Mataku terbelalak. Kalimat yang sering kujumpai yaitu 'Sang Penyelamat akan membebaskan kita' dengan sosok Melodi yang kecil dihadapan kabut di depannya membawa sebuah tongkat, lalu 'Basmi mereka semua' yang memperlihatkan Melodi berperban dan berkulit gipsum bersama Pasukan Aliansi berdiri di atas tumpukan Pasukan Elang di dekat Kota Ciragam yang terbakar.

Selain itu banyak patung sepanjang mata memandang memperlihatkan sosok wanita berperban dengan sayap malaikat di belakang punggungnya. Tidak ada yang memprotes pemandangan ini, warga sipil dan pasukan aliansi tidak menggubrisnya. Apa Bandung selalu seperti ini? Rasanya seperti belum terbangun dari mimpi buruk.

"Bisakah aku menemui gubernur?", tanyaku menyembunyikan ketakutan.

Matanya menatapku sejenak. "Ia tidak bisa ditemui sekarang, kau harus buat janji terlebih dahulu. Itupun akan makan waktu kira-kira 2 hari agar masuk di jadwalnya", jelasnya.

"Kami berhasil menerobos kabut itu dan menemukan korban dari luar kabut haloo, kabar tersebut harusnya jadi prioritas kan?"

"Maaf ini perintah gubernur. Tunggulah dulu beberapa hari".

Aku tidak berkata apa-apa. Apa hubungan semua ini dengan aku ditahan sekarang? Katanya sih untuk pemeriksaan setelah pertarungan kemarin.

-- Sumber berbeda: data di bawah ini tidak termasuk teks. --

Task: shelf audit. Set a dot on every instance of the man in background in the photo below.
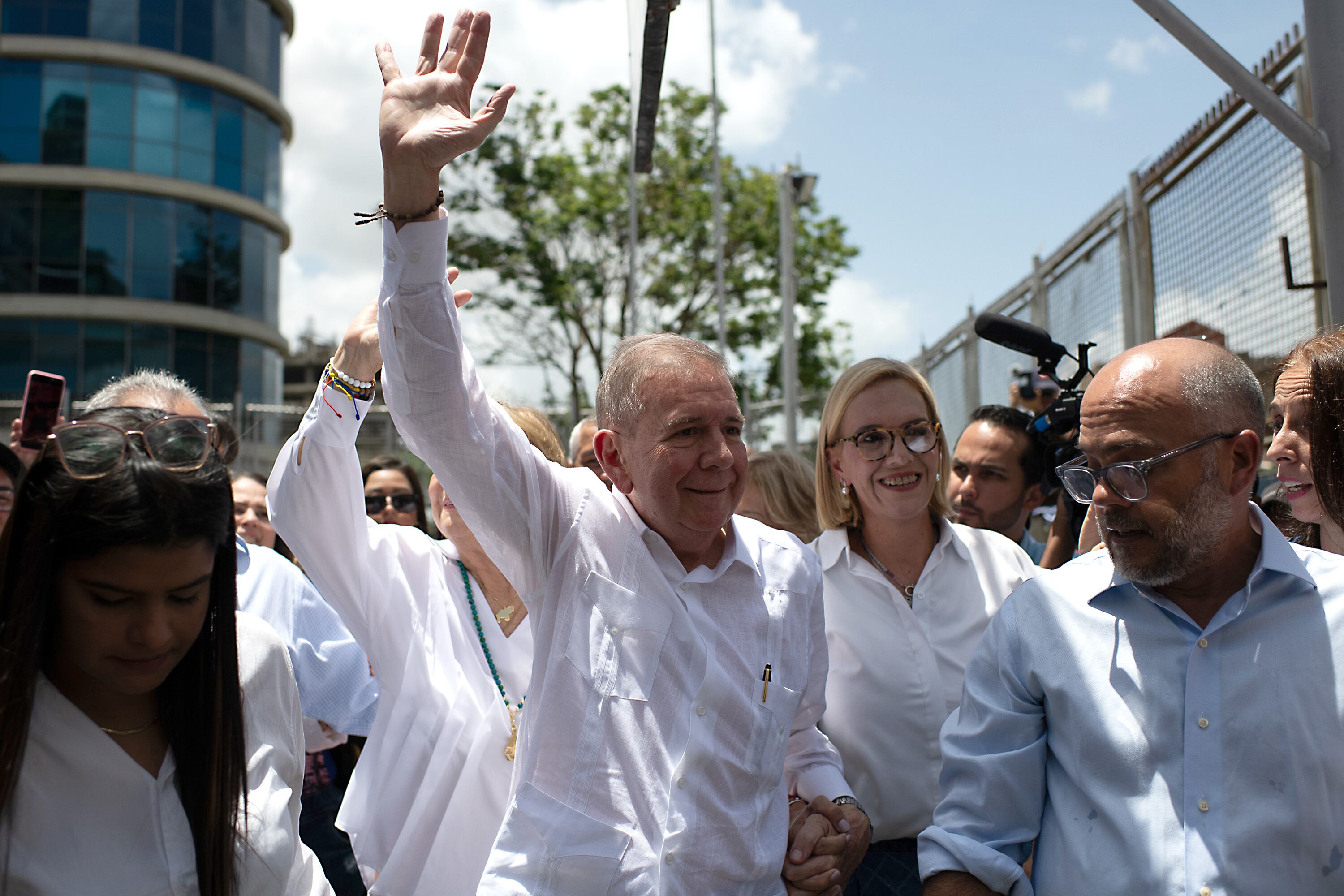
(996, 472)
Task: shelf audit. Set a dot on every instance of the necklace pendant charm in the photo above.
(511, 746)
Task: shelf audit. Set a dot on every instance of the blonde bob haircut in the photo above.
(539, 432)
(836, 511)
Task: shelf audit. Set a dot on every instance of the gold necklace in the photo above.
(129, 731)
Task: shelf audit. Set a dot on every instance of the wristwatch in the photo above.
(851, 801)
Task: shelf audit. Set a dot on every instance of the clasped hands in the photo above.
(826, 844)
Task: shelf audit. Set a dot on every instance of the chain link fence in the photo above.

Tapi aku sehat-sehat saja kok.

Kalau mereka masih tidak akan memberikan aku izin untuk kembali ke kompleks setelah kira-kira 3 hari, aku akan menemukan jalan keluarku sendiri. Tidak peduli aksi itu akan menghancurkan nama baikku atau memicu perang lainnya. Sebelum itu tapi aku harus bertemu dengan gubernur dulu.

"Oh ya, anda pasti kaget dengan pemandangan semua ini", tawa Nova tiba-tiba.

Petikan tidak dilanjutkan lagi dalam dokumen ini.